McALLEN, Texas — In 2006, top U.S. Border Patrol officials were asked how long it would take to hire 6,000 agents, a roughly 50% increase at the time. Michael Fisher, then deputy chief in San Diego, says the officials concluded they would need five years.
''You have 2 1/2 years,'' Fisher recalls being told.
With Immigration and Customs Enforcement now preparing to add 10,000 employees within five years to assist with President Donald Trump's mass deportation efforts, the Border Patrol's torrid expansion in the early 2000s serves as a cautionary tale. Hiring and training standards were changed and arrests for employee misconduct rose. Pressure to turbo-charge growth can also lead to attrition.
"If they don't uphold pretty rigorous standards and background checks, you can end up hiring the wrong people, and then you pay a huge price in how the public perceives them,'' said Gil Kerlikowske, who was commissioner of Customs and Border Protection, the Border Patrol's parent agency, from 2014 to 2017.
ICE, the main agency responsible for arresting and deporting people within the U.S., is set to get $76.5 billion, nearly 10 times its annual budget, under a bill Trump signed on July 4. Most of that money is for detention, but some is for hiring and other uses. The White House says ICE will grow from 20,000 employees to about 30,000.

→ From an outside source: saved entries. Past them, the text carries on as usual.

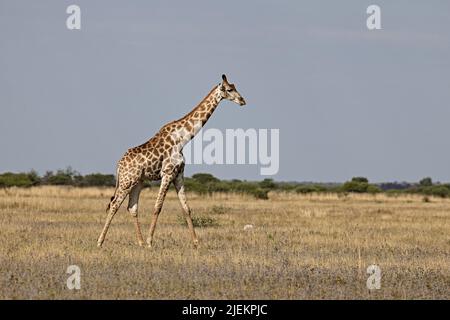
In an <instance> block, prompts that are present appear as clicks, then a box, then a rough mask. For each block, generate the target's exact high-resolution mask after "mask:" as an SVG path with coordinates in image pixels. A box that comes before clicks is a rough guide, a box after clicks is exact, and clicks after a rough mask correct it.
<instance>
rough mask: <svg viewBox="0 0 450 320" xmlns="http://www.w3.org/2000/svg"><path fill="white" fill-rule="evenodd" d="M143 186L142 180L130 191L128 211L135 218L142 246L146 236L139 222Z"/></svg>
mask: <svg viewBox="0 0 450 320" xmlns="http://www.w3.org/2000/svg"><path fill="white" fill-rule="evenodd" d="M142 187H143V186H142V182H140V183H138V184H137V185H135V186H134V187H133V188H132V189H131V191H130V196H129V201H128V212H129V213H130V214H131V215H132V216H133V218H134V223H135V227H136V235H137V239H138V244H139V245H140V246H141V247H142V246H143V245H144V238H143V237H142V232H141V226H140V224H139V218H138V204H139V195H140V193H141V190H142Z"/></svg>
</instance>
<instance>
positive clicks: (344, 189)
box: [341, 180, 369, 193]
mask: <svg viewBox="0 0 450 320" xmlns="http://www.w3.org/2000/svg"><path fill="white" fill-rule="evenodd" d="M368 187H369V183H367V182H359V181H353V180H352V181H347V182H346V183H344V184H343V185H342V188H341V189H342V191H344V192H357V193H364V192H367V188H368Z"/></svg>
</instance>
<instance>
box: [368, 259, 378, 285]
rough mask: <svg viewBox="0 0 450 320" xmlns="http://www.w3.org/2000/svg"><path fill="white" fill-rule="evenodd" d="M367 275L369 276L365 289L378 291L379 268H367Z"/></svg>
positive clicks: (374, 265) (369, 266)
mask: <svg viewBox="0 0 450 320" xmlns="http://www.w3.org/2000/svg"><path fill="white" fill-rule="evenodd" d="M367 273H368V274H370V276H369V278H367V289H369V290H378V289H380V288H381V269H380V267H379V266H377V265H375V264H373V265H370V266H369V267H367Z"/></svg>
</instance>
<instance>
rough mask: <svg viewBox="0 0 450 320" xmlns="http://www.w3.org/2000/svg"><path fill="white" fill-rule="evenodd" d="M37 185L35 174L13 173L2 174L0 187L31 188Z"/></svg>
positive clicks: (11, 172) (26, 173) (6, 172)
mask: <svg viewBox="0 0 450 320" xmlns="http://www.w3.org/2000/svg"><path fill="white" fill-rule="evenodd" d="M35 184H36V180H35V177H34V175H33V174H31V175H30V174H27V173H12V172H6V173H3V174H0V187H31V186H33V185H35Z"/></svg>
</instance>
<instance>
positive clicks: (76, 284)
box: [66, 265, 81, 290]
mask: <svg viewBox="0 0 450 320" xmlns="http://www.w3.org/2000/svg"><path fill="white" fill-rule="evenodd" d="M66 273H67V274H70V276H69V277H68V278H67V282H66V285H67V289H69V290H74V289H75V290H80V289H81V269H80V267H79V266H77V265H70V266H68V267H67V270H66Z"/></svg>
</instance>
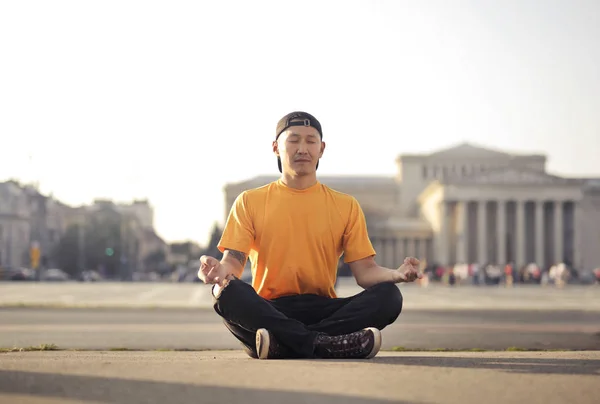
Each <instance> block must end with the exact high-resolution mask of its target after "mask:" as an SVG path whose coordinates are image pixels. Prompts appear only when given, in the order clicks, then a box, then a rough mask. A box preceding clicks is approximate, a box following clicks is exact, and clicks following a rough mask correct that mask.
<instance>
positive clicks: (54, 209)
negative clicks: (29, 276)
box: [0, 181, 68, 267]
mask: <svg viewBox="0 0 600 404" xmlns="http://www.w3.org/2000/svg"><path fill="white" fill-rule="evenodd" d="M67 215H68V208H67V207H66V205H64V204H62V203H60V202H59V201H57V200H56V199H54V198H53V197H52V196H46V195H42V194H41V193H40V192H39V191H38V190H37V188H35V187H33V186H30V185H23V184H20V183H18V182H16V181H6V182H3V183H0V266H4V267H29V266H30V264H31V262H30V261H31V259H30V249H31V247H32V246H34V245H35V246H36V248H38V249H39V251H40V261H41V262H40V264H46V265H49V264H51V262H48V261H47V260H49V259H50V252H51V251H52V250H53V249H54V247H55V246H56V245H57V243H58V242H59V241H60V238H61V236H62V234H63V233H64V231H65V229H66V226H67Z"/></svg>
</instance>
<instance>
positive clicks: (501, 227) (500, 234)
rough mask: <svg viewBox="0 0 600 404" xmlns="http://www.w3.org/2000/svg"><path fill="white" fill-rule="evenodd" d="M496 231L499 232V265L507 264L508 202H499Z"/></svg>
mask: <svg viewBox="0 0 600 404" xmlns="http://www.w3.org/2000/svg"><path fill="white" fill-rule="evenodd" d="M497 204H498V209H497V213H496V214H497V218H496V229H497V230H498V236H497V239H498V246H497V248H498V254H497V257H498V260H497V261H498V262H496V264H497V265H505V264H506V201H498V202H497Z"/></svg>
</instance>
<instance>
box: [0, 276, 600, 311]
mask: <svg viewBox="0 0 600 404" xmlns="http://www.w3.org/2000/svg"><path fill="white" fill-rule="evenodd" d="M400 290H401V291H402V294H403V295H404V307H405V308H406V309H410V310H419V309H428V310H430V309H436V310H437V309H440V310H443V309H453V308H457V309H464V310H467V309H469V310H471V309H506V310H522V309H530V310H546V311H554V310H556V309H560V310H570V309H572V310H586V311H598V312H600V286H597V285H591V286H571V285H570V286H567V287H565V288H564V289H557V288H555V287H540V286H518V287H514V288H504V287H497V286H496V287H493V286H482V287H473V286H470V285H465V286H458V287H446V286H439V285H437V284H430V287H428V288H420V287H418V286H417V285H414V284H410V285H402V286H401V287H400ZM360 291H361V289H360V288H359V287H358V286H357V285H356V283H355V282H354V280H353V279H352V278H343V279H341V281H340V285H339V287H338V294H339V295H340V296H342V297H343V296H350V295H352V294H355V293H358V292H360ZM15 304H28V305H32V304H38V305H48V304H51V305H67V306H73V305H78V306H94V307H96V306H112V307H180V308H185V307H209V306H210V305H211V295H210V287H209V286H208V285H204V284H201V283H194V284H190V283H20V282H0V306H2V305H4V306H6V305H15Z"/></svg>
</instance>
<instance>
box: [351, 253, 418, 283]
mask: <svg viewBox="0 0 600 404" xmlns="http://www.w3.org/2000/svg"><path fill="white" fill-rule="evenodd" d="M349 265H350V270H351V271H352V275H354V278H355V279H356V283H357V284H358V286H360V287H362V288H364V289H367V288H370V287H371V286H374V285H377V284H378V283H384V282H389V283H400V282H412V281H414V280H415V279H420V278H421V277H422V274H420V273H419V260H417V259H416V258H407V259H405V260H404V263H403V264H402V265H401V266H400V268H398V269H390V268H386V267H382V266H380V265H377V262H375V258H373V256H370V257H366V258H363V259H360V260H357V261H353V262H350V263H349Z"/></svg>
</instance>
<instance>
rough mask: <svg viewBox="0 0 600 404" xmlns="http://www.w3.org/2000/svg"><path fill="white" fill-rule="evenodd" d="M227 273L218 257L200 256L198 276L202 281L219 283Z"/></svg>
mask: <svg viewBox="0 0 600 404" xmlns="http://www.w3.org/2000/svg"><path fill="white" fill-rule="evenodd" d="M227 275H229V274H228V273H226V271H225V268H224V267H223V265H221V263H220V262H219V260H218V259H216V258H213V257H209V256H208V255H203V256H202V257H200V269H199V270H198V278H200V280H201V281H202V282H204V283H209V284H219V285H221V283H222V282H223V281H224V280H225V278H226V277H227Z"/></svg>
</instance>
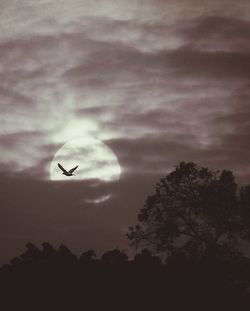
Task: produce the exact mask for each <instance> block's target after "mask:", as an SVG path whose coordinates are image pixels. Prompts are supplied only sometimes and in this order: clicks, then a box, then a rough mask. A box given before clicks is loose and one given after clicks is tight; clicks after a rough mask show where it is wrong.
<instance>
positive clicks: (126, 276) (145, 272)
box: [0, 243, 250, 311]
mask: <svg viewBox="0 0 250 311" xmlns="http://www.w3.org/2000/svg"><path fill="white" fill-rule="evenodd" d="M249 276H250V263H249V261H248V260H246V259H244V260H239V262H236V263H229V262H225V261H221V260H219V259H215V258H210V259H209V260H203V261H199V262H198V261H194V260H188V259H186V258H185V257H184V256H183V255H180V254H178V255H175V256H172V257H171V258H169V260H168V261H167V263H166V264H162V262H161V260H160V259H159V258H158V257H155V256H152V254H151V253H150V252H149V251H147V250H143V251H142V252H141V253H140V254H138V255H136V256H135V258H134V259H133V260H131V261H128V258H127V255H126V254H125V253H123V252H121V251H119V250H113V251H109V252H107V253H105V254H104V255H103V256H102V257H101V258H100V259H96V258H95V254H94V252H93V251H88V252H85V253H83V254H82V256H81V257H80V258H77V257H76V256H74V255H73V254H72V253H71V252H70V251H69V250H68V249H67V248H66V247H65V246H61V247H60V248H59V249H58V250H55V249H53V247H51V246H50V244H48V243H44V244H43V249H42V250H40V249H38V248H37V247H35V246H34V245H32V244H30V243H29V244H27V251H26V252H25V253H24V254H22V255H21V256H20V257H18V258H14V259H13V260H12V261H11V263H10V264H8V265H5V266H3V267H2V268H1V270H0V295H1V297H0V298H1V303H0V304H1V310H5V311H7V310H34V311H39V310H43V311H45V310H74V311H75V310H88V311H93V310H117V311H120V310H170V311H175V310H178V311H179V310H192V311H196V310H197V311H198V310H199V311H207V310H209V311H210V310H211V311H212V310H213V311H216V310H220V311H223V310H226V311H231V310H237V311H238V310H239V311H241V310H246V311H249V310H250V295H249V294H248V287H249V284H250V281H249V280H250V277H249Z"/></svg>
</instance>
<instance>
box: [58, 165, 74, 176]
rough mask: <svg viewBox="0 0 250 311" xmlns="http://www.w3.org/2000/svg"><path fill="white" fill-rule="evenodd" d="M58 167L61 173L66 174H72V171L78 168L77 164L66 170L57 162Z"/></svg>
mask: <svg viewBox="0 0 250 311" xmlns="http://www.w3.org/2000/svg"><path fill="white" fill-rule="evenodd" d="M57 165H58V167H59V168H60V169H61V170H62V171H63V175H66V176H73V172H74V171H75V170H76V169H77V168H78V165H77V166H76V167H73V168H72V169H71V170H69V171H67V170H65V168H64V167H62V165H61V164H60V163H57Z"/></svg>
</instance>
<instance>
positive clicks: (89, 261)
mask: <svg viewBox="0 0 250 311" xmlns="http://www.w3.org/2000/svg"><path fill="white" fill-rule="evenodd" d="M95 258H96V253H95V252H94V251H93V250H92V249H91V250H89V251H87V252H84V253H82V254H81V256H80V258H79V260H80V261H81V262H83V263H90V262H93V261H94V260H95Z"/></svg>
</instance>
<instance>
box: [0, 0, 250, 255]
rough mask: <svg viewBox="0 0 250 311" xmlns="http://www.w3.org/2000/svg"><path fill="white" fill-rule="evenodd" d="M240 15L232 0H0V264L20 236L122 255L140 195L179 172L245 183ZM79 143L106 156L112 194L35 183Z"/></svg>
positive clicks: (144, 196) (241, 2)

''To do it today is an effort that needs to start years ago,'' said Matthew Hudak, former Border Patrol deputy chief. ''The funding is there, but it is nearly impossible to bring in that many people that quickly because you hit challenges."
Sponsoring a NASCAR race car and bull riding contests
The Border Patrol nearly doubled its workforce from 11,264 agents in October 2005 to 21,444 agents six years later.